Patrick Pouyanné, CEO of Total, said the technologies the new fund would back were vital: “It is a matter for us of being able to maintain our business in the future.”
The OGCI see carbon capture and storage (CCS) technology as a way to prolong the continued use of fossil fuels. Scientists agree CCS is vital as without it the cost of tackling climate change will hugely increase, according to the the UN’s climate science panel. But developing commercial scale CCS is likely to require many billions of dollars.
Oil and gas contribute about 37% of global carbon emissions, with transport a major user of oil. The OGCI said it will work with auto manufacturers to develop more efficient vehicles but this will compete with the fast growth of electric cars.
Defending the relatively small size of the fund, Josu Jon Imaz, CEO of Repsol, said: “The target of this fund is to be a seed, a catalyst.” The new fund was not investing in renewable energy as it wanted to focus on where oil companies could have the most impact, he said.
But Danni Paffard, at climate campaign group 350.org said: ‘This announcement is outrageous filibustering from an industry with no future. Forget their smoke and mirrors offerings, the fossil fuel industry’s basic business plan doesn’t stack up with global climate goals. Real climate action means leaving oil, coal and gas reserves in the ground, and until they do that nobody will be falling for this cynical PR spin.”
Jonathan Marshall, energy analyst at the Energy and Climate Intelligence Unit, a UK-based thinktank, said: “Investing $1bn over 10 years averages to just $10m per year per company involved.
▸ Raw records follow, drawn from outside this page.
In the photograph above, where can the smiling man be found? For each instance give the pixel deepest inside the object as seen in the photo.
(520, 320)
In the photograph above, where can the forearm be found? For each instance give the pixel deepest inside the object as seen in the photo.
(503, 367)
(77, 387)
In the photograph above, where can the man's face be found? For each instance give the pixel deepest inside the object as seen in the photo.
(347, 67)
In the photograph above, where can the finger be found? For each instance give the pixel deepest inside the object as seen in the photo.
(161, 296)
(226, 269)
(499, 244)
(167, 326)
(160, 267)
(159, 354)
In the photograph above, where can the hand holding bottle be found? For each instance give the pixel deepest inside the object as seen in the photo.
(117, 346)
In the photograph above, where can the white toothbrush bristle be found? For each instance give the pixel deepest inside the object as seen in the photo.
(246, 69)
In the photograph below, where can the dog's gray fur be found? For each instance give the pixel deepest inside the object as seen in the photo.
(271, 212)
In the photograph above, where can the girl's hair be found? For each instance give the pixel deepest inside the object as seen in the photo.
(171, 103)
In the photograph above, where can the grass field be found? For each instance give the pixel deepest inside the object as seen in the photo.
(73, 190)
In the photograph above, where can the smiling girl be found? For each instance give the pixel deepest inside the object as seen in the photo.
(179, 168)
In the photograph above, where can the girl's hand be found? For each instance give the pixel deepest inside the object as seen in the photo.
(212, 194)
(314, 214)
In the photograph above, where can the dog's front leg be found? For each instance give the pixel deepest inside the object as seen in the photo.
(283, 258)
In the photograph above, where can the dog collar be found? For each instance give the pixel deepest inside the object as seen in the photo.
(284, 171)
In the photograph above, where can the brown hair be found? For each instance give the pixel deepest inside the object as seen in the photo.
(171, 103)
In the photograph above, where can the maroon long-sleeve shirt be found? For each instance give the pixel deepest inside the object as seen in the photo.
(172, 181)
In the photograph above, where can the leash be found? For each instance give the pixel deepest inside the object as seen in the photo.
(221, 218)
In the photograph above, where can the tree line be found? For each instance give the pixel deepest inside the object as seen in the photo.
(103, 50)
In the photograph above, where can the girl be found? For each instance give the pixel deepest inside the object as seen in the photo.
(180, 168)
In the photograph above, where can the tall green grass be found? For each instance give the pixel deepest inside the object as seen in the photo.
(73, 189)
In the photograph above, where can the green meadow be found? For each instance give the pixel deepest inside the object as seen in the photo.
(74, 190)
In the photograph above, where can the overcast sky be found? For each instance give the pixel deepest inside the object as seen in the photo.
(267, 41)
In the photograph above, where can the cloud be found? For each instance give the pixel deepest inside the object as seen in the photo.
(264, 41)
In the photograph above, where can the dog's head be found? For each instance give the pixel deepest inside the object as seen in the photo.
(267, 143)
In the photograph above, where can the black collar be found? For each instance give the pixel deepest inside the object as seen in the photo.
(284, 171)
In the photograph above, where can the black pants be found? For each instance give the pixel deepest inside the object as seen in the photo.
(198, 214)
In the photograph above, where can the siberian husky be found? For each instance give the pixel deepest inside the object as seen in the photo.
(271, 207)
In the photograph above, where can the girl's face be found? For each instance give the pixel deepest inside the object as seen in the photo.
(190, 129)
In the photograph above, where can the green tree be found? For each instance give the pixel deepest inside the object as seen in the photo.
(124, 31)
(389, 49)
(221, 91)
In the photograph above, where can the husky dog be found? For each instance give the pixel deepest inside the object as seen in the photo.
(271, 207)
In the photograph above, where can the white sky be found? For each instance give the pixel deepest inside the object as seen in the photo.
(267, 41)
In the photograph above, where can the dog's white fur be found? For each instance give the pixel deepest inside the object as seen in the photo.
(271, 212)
This figure is a drop in the ocean,” he said. Bill Gates alone is contributing $1bn to the Breakthrough Energy Coalition, Marshall noted.
“The business models of these companies are fundamentally incompatible with the Paris climate commitments,” he said. “This announcement shows that oil and gas companies are contemplating no real deviation from their traditional business models.”
Juliet Philips, at sustainable investment NGO ShareAction, said: “Until initiatives like those announced by the OGCI are backed up by long-term corporate strategies that are consistent with achieving the Paris treaty, scepticism of their sincerity is inevitable.” Managers of investments totalling more than $2.6tn have already committed to pulling out of fossil fuel companies.
Shell CEO, Ben van Beurden, said: “We cannot burn all the hydrocarbons on the planet in an unmitigated way but there is also another truism that there is no alternative to using some hydrocarbons for a very long time to come.”
He said economics would determine which fossil fuels are left in the ground. Amin Nasser, chief executive of Saudi Aramco, said: “Oil will continue to be part of the energy mix for decades to come.”
Oil companies are under increasing pressure from both climate change policy and the rise of renewable energy. In October, the International Energy Agency said the rollout of renewables was accelerating and predicted capacity from renewable sources will grow faster than oil, gas, coal or nuclear power in the next five years.
On Wednesday, OGCI-member Shell, said oil demand could peak as soon as five years from now, a moment that would herald the end of oil production growth.
The OGCI members are BP, CNPC, Eni, Pemex, Reliance Industries, Repsol, Saudi Aramco, Shell, Statoil and Total, but no US oil companies have joined.